Fakat ikinci paragrafta ifade ettiğimiz gibi, bu bir çelişkidir. Dünya Firavunlara kalmadığı gibi Amerikalılara da kalmaz. Zulümle abad olanın âhiri berbat olur. Mülk; devletse, iktidarsa, zenginlikse, özgürlükse ve onun ayakta kalması ve devam etmesi hakkaniyete, adalete dayanmıyorsa, mülkün fesada gitmesi mukadderdir. Aksi olsa, her şey adalet çerçevesinde gerçekleşse bile yine mülkün bekâsı yoktur. Söz Yunus Emre’nin dediği gibidir: Mal da yalan mülk te yalan/ Var biraz da sen oyalan!/
Bu dünya, uzay, insanların mülkü olsaydı, Amerikalılar yahut onun benzeri ülkeler güneşi de mülkleştirirdi.
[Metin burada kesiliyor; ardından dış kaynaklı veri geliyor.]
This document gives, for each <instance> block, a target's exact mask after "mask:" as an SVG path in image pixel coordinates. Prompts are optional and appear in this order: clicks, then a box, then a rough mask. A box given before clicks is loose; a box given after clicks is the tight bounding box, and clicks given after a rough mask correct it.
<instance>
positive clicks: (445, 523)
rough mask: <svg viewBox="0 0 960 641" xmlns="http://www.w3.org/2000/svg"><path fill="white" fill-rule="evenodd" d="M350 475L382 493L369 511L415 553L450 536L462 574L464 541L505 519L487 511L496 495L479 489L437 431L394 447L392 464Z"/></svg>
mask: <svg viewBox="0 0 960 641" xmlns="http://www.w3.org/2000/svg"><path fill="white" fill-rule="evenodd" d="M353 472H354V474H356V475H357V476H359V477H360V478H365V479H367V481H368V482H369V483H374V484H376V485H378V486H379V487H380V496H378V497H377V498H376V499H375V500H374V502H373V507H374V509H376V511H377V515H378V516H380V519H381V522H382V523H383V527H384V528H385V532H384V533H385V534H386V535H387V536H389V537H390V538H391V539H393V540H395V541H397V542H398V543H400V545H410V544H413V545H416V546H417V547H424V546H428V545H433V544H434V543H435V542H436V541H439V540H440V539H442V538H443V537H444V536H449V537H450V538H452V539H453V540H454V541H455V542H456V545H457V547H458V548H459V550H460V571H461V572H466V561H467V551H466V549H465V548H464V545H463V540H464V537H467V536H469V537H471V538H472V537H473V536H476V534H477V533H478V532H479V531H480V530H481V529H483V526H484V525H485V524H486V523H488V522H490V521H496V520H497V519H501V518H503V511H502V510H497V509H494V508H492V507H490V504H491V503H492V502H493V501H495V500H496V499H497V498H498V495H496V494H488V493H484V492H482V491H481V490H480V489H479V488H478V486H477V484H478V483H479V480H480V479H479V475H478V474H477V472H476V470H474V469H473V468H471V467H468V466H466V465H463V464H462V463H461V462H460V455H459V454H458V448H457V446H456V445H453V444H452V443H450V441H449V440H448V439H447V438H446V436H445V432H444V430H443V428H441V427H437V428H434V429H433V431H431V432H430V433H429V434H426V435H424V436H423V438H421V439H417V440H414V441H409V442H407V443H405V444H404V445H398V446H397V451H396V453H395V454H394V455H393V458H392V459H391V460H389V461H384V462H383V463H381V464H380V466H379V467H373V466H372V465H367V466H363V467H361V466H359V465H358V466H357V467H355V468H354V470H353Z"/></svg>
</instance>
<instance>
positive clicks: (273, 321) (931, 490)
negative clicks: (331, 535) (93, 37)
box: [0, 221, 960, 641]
Elektrikten para aldıkları gibi güneşin ışığından ve ısısından istifade etmek isteyenlerden de para isterlerdi! Evet, aynen âyette ifade buyrulduğu üzere: “Yoksa onların mülkte bir payı mı var? Öyle olsa, insanlara bir zerre bile vermezler. “
Mülk kiminse din de onundur! Mülkü olan ancak kurallar koyabilir. Helal haram, iyi kötü, doğru yanlış mülkün sahibine aittir. Her işte hüküm Allah’ındır. Allah’ın dünya, âhiret, cennet ve cehennem gibi daha nice mülkleri var. Her birinin yegâne hükümdarı O Yüce Zât’tır. Mülklerinde neyi nasıl yapacağına kararı verecek olan O’dur. İnsana düşen bu gerçeklerin farkına varıp Rabbine teslim olmak ve adam gibi bir kulluk yapmaktan ibarettir.
Sonuç: İnsanın bilgisi ve yetkisi sınırlıdır. Kullandığı bilgi ve varlıktaki tasarruf yetkisi onun ahiret eğitimi içindir ve buna bağlı dünya sınavı sorularından ibarettir. Şükür ki Rabbimiz insanın azgınlığına ket vurmuştur. Allah’ın mülkünde şeriki yoktur. Haşa, insan Allah’ın ortağı değildir. Allah mülkünü insanla beraber yönetmemektedir. Zaten aksi olsaydı mülkün düzeni bozulur, ilahî düzen ve adalet sona erer fesat yerleri ve gökleri parçalardı.